As summer draws to a close, a blaze of golden glory will return as nature’s last hurrah before the bleak winter months return. Leaves will start to transform into shades of gold and crimson, birds will begin migrating south for the winter, fruits will be ripe for foraging and conkers and acorns will once again litter our paths.
Although warm weather may give the impression of an extended summer, Friday 23rd September will mark the first astronomical day of autumn this year with the autumnal equinox marking the return of a new season.
In the northern hemisphere the autumnal equinox occurs every year between Sept 21st and 24th. In a non-leap year, the moment of the autumnal equinox is about 5 hours 49 minutes after that moment the previous year. In a leap year it is about 18 hours 11 minutes before that moment in the previous year – this is what causes the constant shift of the autumnal equinox back and forth between these dates.

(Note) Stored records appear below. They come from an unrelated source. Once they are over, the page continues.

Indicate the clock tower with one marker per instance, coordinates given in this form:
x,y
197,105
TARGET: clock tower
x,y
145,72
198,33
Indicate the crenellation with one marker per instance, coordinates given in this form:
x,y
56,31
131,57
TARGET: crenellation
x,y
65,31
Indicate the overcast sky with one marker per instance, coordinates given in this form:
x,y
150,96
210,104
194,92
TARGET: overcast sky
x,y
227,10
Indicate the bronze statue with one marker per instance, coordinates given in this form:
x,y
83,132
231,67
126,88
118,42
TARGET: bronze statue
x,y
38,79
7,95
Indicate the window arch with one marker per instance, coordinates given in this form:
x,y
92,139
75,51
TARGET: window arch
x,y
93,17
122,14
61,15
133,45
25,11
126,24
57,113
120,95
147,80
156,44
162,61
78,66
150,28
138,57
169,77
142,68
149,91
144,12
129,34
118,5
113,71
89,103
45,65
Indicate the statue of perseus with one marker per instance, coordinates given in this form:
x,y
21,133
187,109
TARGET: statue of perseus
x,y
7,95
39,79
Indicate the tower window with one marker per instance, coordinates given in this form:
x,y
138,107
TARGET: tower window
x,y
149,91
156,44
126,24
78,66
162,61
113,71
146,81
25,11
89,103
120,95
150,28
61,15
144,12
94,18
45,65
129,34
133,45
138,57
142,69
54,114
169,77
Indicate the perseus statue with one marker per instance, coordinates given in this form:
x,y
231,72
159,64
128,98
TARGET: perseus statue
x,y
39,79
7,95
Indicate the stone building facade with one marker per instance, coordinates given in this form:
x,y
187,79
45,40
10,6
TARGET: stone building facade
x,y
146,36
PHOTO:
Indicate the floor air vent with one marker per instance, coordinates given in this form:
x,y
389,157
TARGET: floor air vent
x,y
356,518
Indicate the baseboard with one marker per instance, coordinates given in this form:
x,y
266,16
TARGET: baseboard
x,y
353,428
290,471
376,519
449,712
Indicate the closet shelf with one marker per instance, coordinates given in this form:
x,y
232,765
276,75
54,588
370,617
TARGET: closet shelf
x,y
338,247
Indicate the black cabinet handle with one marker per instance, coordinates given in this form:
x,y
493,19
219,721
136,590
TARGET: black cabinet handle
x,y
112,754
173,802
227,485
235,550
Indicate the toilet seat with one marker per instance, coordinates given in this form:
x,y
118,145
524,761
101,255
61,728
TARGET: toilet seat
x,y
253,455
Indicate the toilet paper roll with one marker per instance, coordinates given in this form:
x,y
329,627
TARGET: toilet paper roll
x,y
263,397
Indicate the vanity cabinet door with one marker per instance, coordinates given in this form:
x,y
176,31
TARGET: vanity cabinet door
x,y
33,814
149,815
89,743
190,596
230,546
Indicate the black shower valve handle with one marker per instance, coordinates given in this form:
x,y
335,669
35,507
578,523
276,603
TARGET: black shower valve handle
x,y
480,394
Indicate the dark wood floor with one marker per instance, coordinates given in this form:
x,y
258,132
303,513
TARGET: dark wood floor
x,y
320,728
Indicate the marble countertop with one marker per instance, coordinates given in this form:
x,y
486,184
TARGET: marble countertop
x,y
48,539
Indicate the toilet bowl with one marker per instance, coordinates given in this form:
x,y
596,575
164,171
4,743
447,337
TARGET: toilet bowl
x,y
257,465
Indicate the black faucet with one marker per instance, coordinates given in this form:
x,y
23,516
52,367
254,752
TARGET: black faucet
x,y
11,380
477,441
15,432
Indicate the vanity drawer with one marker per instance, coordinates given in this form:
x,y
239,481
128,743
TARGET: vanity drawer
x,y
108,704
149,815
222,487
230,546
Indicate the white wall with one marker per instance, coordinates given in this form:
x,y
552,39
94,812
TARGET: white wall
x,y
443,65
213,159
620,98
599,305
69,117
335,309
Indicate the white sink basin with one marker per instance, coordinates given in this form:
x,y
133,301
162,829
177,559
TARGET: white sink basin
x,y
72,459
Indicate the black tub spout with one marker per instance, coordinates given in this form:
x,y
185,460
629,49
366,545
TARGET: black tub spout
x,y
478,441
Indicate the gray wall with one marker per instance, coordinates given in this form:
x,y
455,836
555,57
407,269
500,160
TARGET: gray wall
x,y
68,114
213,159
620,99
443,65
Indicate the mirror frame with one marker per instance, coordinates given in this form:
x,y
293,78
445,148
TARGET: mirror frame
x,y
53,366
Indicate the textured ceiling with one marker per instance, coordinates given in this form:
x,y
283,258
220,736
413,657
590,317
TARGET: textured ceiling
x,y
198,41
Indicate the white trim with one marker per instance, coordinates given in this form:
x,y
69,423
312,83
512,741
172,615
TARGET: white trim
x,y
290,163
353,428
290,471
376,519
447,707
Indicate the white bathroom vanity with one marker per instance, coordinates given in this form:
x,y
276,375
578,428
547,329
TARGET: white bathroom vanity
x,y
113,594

The Harvest Moon is a full moon that occurs nearest to the autumnal equinox, and it is said the light of the Harvest Moon enabled farmers to work late into the night, helping them to bring in all of the crops from their fields.
As with other season changes, there are plenty of customs that accompany the arrival of the autumn equinox which include Pagan rituals of giving thanks for a plentiful harvest and acknowledging the need to share the Earth’s fruits in the coming winter months.
There is also the Japanese tradition of Higan which is celebrated during the autumn equinox. It lasts for seven days, beginning three days prior to the equinox and ending three days afterwards. It is a time to both remember deceased relatives, as well as mark the passing of the seasons.
While we say goodbye to beach days and the craze of summer, it is a time to embrace a change of pace with cozy blankets, open fires, pumpkin picking and the return of the crisp autumn wind.